Reproducibility is essential for reliable, robust, and rigorous scientific research. It has been found that the majority of non-clinical research (up to 89%) in the life sciences, including pharmacology, is not reproducible (Freedman et al. 2015). Low reproducibility rates of non-clinical studies result in waste of money, time, and effort and may be considered inappropriate use of experimental animals. Lack of reproducibility is also a major concern for successful translation of non-clinical into clinical studies. Poor translation of promising treatment into patients has undesirable effects on both human health and the economy (Erdogan and Michel 2020). Several factors including various types of biases such as selection, performance, detection, attrition, and publication bias have been identified to contribute to poor reproducibility in non-clinical research. In recent years, many applicable guidelines emphasize that pre-specification of various elements such as study design, execution, data analysis, and reporting are needed to avoid biases and enhance reproducibility of research (Vollert et al. 2020).

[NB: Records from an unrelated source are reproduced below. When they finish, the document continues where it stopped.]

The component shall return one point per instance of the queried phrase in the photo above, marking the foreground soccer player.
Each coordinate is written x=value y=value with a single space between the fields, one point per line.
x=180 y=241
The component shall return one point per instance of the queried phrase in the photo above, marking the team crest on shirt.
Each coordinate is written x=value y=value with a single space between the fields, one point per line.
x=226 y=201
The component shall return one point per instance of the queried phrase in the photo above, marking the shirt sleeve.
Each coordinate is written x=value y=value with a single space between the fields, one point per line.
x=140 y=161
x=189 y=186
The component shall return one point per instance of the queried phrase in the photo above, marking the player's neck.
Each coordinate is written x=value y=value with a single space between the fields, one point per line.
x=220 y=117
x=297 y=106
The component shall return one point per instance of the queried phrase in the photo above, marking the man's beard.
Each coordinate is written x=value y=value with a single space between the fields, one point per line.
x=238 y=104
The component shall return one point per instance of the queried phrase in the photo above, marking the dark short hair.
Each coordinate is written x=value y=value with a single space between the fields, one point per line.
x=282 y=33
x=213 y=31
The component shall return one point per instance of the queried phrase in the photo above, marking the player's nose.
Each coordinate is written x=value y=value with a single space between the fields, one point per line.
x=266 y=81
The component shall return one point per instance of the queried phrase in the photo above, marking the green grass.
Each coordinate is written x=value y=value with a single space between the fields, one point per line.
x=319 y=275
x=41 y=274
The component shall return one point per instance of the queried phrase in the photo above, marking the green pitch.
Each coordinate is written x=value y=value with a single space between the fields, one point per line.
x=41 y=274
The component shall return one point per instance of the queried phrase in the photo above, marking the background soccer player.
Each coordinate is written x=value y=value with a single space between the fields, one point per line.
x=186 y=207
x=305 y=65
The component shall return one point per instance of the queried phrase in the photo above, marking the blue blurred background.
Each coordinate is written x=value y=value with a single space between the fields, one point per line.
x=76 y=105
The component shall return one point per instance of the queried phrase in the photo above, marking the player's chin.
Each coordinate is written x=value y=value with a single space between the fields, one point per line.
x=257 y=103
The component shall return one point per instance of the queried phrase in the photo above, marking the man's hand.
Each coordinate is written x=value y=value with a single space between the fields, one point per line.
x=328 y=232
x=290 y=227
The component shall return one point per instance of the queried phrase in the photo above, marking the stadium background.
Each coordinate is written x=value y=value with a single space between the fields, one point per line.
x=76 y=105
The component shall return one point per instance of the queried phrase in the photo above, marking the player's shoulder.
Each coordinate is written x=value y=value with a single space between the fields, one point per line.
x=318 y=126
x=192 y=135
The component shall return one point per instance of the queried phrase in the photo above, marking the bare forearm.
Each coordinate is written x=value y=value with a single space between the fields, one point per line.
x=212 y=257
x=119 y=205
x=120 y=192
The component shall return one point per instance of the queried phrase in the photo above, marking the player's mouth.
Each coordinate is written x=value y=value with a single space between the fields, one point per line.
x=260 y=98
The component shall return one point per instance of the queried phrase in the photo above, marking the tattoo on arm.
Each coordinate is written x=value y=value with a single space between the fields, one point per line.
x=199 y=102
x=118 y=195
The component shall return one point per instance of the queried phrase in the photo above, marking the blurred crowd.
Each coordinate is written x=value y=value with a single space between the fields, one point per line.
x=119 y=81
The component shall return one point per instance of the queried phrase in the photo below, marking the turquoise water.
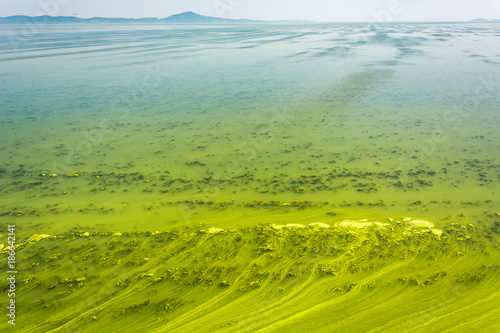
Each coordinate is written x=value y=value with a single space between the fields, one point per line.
x=170 y=128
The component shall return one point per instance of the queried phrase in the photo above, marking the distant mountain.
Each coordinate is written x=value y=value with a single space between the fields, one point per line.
x=187 y=17
x=484 y=20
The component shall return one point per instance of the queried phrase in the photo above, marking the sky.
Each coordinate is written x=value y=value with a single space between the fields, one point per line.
x=314 y=10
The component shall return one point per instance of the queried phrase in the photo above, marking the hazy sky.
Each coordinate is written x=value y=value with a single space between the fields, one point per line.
x=316 y=10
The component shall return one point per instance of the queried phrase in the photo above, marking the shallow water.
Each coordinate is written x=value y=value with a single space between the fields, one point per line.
x=179 y=128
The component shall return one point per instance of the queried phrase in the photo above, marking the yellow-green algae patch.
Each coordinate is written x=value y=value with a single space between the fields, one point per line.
x=382 y=277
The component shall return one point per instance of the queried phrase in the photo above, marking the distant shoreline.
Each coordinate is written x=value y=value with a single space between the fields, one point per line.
x=182 y=18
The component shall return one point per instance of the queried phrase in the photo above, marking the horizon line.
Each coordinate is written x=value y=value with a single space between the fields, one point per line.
x=256 y=20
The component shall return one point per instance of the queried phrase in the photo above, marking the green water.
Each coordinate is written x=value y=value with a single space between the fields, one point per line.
x=177 y=172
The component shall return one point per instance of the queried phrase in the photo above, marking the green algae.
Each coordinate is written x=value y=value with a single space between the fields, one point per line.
x=212 y=279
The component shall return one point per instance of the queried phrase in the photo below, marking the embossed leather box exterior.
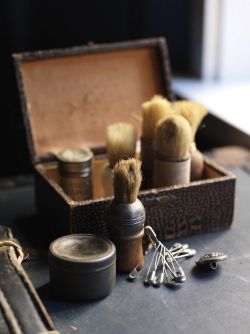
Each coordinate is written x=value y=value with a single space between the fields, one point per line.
x=69 y=96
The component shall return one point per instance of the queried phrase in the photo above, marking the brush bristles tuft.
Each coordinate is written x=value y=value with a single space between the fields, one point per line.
x=173 y=138
x=121 y=142
x=127 y=180
x=152 y=111
x=194 y=113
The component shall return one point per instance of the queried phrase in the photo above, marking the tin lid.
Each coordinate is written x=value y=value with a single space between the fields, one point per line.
x=82 y=253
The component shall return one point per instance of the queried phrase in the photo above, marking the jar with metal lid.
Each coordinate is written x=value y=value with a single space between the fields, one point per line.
x=75 y=168
x=82 y=267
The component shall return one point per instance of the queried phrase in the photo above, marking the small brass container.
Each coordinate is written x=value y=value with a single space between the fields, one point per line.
x=75 y=168
x=82 y=267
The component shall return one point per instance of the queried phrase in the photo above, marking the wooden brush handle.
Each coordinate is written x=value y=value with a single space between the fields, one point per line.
x=129 y=252
x=168 y=173
x=147 y=158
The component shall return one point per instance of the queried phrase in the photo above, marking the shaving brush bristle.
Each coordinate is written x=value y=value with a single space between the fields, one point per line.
x=121 y=142
x=127 y=180
x=152 y=111
x=173 y=138
x=193 y=112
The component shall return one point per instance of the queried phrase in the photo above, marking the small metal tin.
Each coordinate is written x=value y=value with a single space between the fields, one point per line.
x=75 y=168
x=82 y=267
x=211 y=259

The importance of adequate graphical depiction of data in biomedicine has been emphasized before (Franzblau and Chung 2012) but not linked to reproducibility. It was highlighted outside of biomedicine, for instance in chemistry (Szafir 2018), sustainability research (Cüre et al. 2020) and accounting (Burgess et al. 2008), how frequently used types of graphical representation may mislead readers. However, this aspect has gained little attention in current guidelines related to reproducibility (Vollert et al. 2020). Using two examples from public media and outside of life sciences, we show how unit of measure and scaling of y-axis can cause biased perception of results, a phenomenon we propose to call perception bias.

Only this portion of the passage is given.